Bartolomeo Cavarozzi

 

Madonna and Child, 1625



I recently discovered the work of Bartolomeo Cavarozzi, a 17th century Caravaggisti, a follower or imitator of Caravaggio's style.   He came from the city of Viterbo about 50 miles north of Rome.  He attached himself to a Roman noble family, the Crescenzi especially to Giovanni Battista Crescenzi who dabbled in painting.  While living in the Crescenzi family palace near the Pantheon, Cavarozzi studied at the Roman Academy of St. Luke nearby.  In 1617, Cavarozzi joined Giovanni Battista Crescenzi on a journey to Spain.  Cavarozzi worked for two years making paintings for the Escorial. It was while in Spain he created his own individual variation on Caravaggio's work.  Caravaggio's drama and violence did not interest Cavarozzi.  Instead, Cavarozzi's paintings use Caravaggio's theatrical lighting to spotlight scenes of great tenderness expressed with an emotional reserve.  The emotion is all the more gratifying for being so carefully doled out.

Cavarozzi's work in Spain may have influenced the early work of Jusepe de Ribera, though he would have seen Cavarozzi's work in Italy, probably in Rome.  I can see a little of Cavarozzi's influence in the earliest work of Diego Velazquez.

Cavarozzi's career was short.  He died at the age of 35.




The Holy Family



The Madonna and Child with Angels, c1620




The Mystic Marriage of St. Catherine, c1618


Cavarozzi copied his own work frequently, not an unusual practice of the day.




The Sacrifice of Isaac c.1603
(This painting is sometimes attributed to Caravaggio, though I doubt it)

A painting based loosely on Caravaggio's of the same subject in the Uffizi.  Cavarozzi's version is a lot less violent.  It looks to me like the angel and Isaac in this picture are the same model.

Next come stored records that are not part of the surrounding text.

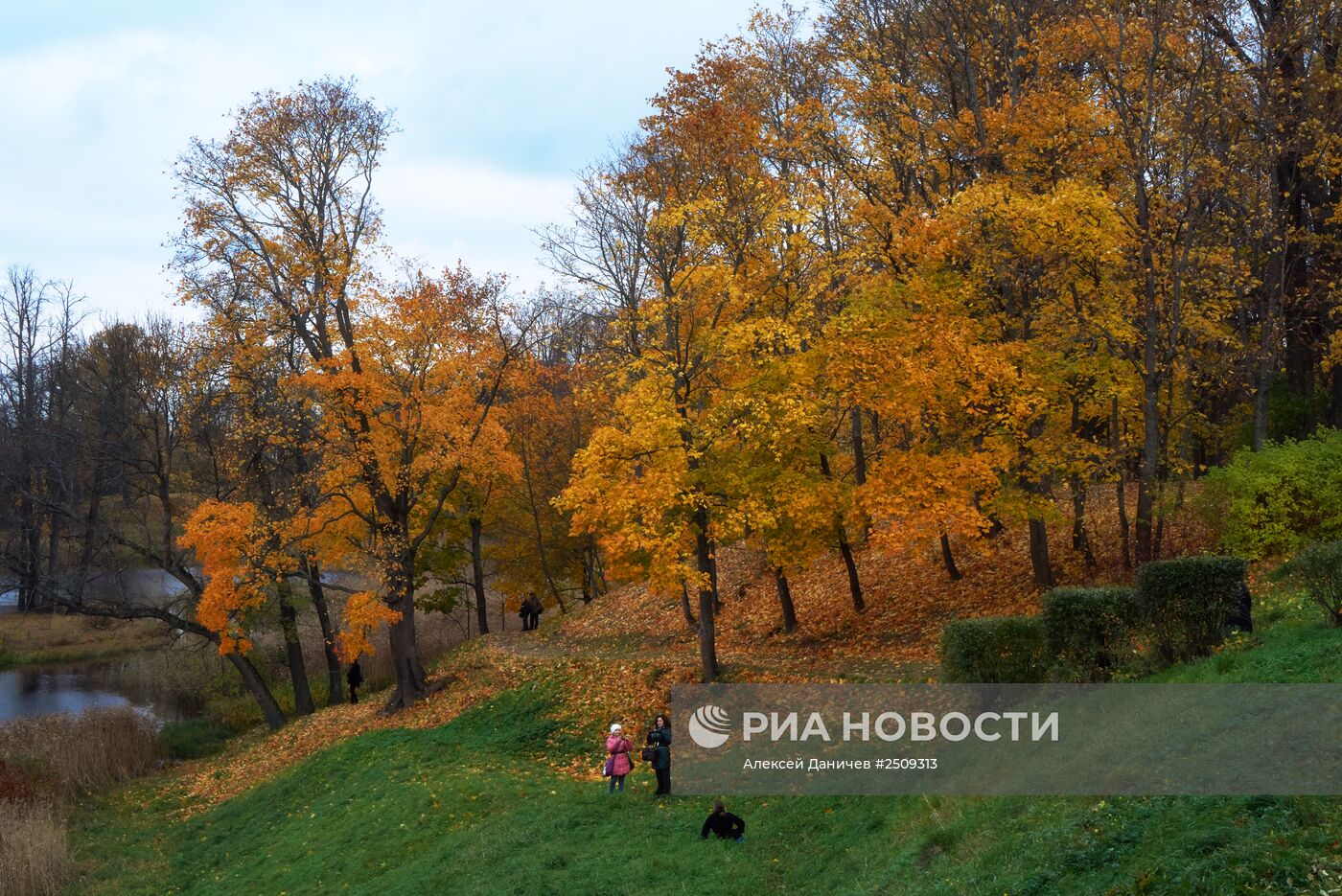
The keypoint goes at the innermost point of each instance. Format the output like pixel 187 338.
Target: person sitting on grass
pixel 724 824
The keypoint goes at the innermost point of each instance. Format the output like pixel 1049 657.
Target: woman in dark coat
pixel 659 738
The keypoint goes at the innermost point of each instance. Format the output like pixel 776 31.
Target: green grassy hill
pixel 466 808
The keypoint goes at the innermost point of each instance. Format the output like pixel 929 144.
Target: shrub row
pixel 1181 607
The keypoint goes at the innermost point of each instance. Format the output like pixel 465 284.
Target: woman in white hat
pixel 617 761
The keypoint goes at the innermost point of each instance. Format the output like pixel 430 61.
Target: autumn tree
pixel 405 375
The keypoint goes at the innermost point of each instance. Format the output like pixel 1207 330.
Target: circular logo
pixel 710 725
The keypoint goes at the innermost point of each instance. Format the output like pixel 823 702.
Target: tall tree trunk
pixel 859 464
pixel 684 608
pixel 335 684
pixel 411 680
pixel 1147 472
pixel 270 710
pixel 540 538
pixel 1117 440
pixel 707 640
pixel 713 577
pixel 949 560
pixel 845 549
pixel 1080 538
pixel 789 613
pixel 292 648
pixel 1039 553
pixel 478 576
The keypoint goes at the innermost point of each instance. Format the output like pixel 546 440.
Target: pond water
pixel 151 681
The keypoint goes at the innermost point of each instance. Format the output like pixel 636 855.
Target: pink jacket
pixel 619 747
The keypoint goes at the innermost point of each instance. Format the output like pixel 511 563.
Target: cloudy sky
pixel 498 104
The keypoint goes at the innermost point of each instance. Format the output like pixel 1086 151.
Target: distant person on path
pixel 617 762
pixel 659 741
pixel 724 824
pixel 355 678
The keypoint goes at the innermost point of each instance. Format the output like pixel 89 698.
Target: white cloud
pixel 498 106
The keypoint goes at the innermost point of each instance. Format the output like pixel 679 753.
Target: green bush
pixel 1318 570
pixel 996 650
pixel 194 738
pixel 1275 500
pixel 1089 630
pixel 1188 603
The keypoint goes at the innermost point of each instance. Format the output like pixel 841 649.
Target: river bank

The Supper at Emmaus, c1615-1625





Still Life with Grapes, Fruit, and Three Wagtails, c.1615


Cavarozzi like Caravaggio started as a still life painter.  He made some strikingly original still lives like the one above in the Metropolitan Museum that uses a kind of all-over composition unexpected for a painting of that time.



reproduction from here.


Some scholars believe that Bartolome Cavarozzi and the Master of the Acquavella Still Life are one and the same.  Above and below are two still lives attributed to that anonymous master.  The identification of the Acquavella Master with Cavarozzi remains controversial, but these sure look like the hand of Cavarozzi to me.